Youtube is now a full-fledged content provider on both Tivo and AppleTV. I can watch Youtube on my TV just like I watch Comcast. There's plenty of random things to browse and search as well as actual edited programming with YouTube's Featured Videos. YouTube on Tivo is great for bored channel surfing, particularly since you can quickly bounce around related videos. The video quality is atrocious, of course, but it starts playing fast and it feels like watching TV, not browsing the web.

YouTube isn't the only Internet service I can watch on my TV. Amazon's Unbox is also on Tivo with online rentals available for download right next to recording off the cable. Netflix is about to stream to the Xbox 360 if you haven't gotten around to spending $100 on a Roku player yet. Of course iTunes delivers TV and movies to AppleTV.
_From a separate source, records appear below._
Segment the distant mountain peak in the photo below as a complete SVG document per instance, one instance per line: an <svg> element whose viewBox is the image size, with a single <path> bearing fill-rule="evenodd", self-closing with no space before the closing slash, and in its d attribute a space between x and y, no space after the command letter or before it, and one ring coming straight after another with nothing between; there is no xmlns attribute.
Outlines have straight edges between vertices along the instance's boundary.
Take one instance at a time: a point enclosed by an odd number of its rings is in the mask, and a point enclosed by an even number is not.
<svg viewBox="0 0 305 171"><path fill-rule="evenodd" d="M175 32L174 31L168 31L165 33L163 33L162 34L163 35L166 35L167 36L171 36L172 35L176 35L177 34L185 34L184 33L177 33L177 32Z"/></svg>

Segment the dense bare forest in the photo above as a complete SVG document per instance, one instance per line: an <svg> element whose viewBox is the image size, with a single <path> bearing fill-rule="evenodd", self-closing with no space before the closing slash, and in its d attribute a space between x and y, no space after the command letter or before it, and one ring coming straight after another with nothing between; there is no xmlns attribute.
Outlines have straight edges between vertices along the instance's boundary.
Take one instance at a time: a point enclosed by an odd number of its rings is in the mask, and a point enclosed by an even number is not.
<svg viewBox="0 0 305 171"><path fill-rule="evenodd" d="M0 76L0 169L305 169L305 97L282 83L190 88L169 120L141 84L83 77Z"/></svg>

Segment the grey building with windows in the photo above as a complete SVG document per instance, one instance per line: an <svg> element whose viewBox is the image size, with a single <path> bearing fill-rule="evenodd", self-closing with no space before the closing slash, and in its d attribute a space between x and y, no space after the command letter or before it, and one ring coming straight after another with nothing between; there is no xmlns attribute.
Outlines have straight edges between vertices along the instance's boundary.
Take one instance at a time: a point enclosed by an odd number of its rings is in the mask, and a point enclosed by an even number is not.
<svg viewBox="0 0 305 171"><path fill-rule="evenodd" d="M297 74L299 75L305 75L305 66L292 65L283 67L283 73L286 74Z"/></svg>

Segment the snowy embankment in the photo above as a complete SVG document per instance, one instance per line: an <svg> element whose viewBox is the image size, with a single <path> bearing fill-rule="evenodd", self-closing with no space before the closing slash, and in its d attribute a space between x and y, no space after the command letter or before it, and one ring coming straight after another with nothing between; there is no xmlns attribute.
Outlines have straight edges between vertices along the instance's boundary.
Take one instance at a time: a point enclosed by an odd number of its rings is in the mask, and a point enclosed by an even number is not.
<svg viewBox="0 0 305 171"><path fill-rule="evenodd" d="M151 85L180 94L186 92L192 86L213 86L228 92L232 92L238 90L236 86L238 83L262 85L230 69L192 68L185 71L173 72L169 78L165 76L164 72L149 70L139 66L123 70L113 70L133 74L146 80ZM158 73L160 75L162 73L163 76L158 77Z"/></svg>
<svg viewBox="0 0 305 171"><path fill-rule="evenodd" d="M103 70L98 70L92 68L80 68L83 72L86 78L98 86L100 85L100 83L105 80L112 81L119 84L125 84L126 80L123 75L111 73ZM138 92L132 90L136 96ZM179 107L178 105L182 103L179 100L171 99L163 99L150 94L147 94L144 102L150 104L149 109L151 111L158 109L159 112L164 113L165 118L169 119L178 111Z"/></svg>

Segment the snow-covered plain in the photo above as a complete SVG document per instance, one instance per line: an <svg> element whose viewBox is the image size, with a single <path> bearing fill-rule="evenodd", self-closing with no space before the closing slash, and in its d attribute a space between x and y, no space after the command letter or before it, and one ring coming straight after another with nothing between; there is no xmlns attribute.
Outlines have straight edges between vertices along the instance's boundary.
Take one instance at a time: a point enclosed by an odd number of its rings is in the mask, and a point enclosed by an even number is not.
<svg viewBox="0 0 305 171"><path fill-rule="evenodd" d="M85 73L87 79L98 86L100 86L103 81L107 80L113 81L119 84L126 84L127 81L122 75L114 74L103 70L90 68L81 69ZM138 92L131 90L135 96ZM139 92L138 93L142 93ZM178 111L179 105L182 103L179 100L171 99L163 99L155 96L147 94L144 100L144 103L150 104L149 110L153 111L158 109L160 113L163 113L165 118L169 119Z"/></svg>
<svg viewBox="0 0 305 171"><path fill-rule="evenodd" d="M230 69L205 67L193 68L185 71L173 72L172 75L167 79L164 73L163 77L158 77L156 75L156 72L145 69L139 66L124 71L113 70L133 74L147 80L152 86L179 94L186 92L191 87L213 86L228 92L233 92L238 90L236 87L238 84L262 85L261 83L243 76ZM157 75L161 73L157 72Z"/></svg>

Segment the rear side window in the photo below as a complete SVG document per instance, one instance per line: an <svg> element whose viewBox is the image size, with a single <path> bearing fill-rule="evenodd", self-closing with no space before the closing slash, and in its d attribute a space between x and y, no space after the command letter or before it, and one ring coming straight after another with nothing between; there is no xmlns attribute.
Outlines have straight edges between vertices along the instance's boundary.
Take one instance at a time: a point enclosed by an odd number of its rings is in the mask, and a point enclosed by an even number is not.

Internet companies are now making the end-run around cable and satellite distribution that's been predicted for years. If you have fast Internet in your home you can get something to watch Internet video for very cheap. The big sticking point is quality; streaming HD is still generally unavailable. The same A/V setups that can stream low-res content from the Internet are mostly being bought by people to play HD content, and watching a crappy 80 kbytes/sec YouTube video blown up to 1920p is a bad experience. Internet HD is doable; decent quality 720p AVI files are about 200kbytes/sec, within reach of home broadband. But it's a significant expense to provide that bandwidth to hundreds of thousands of customers. Also, I imagine content owners are loathe to license HD copies of their video for streaming. So traditional cable and satellite video distribution isn't doomed quite yet.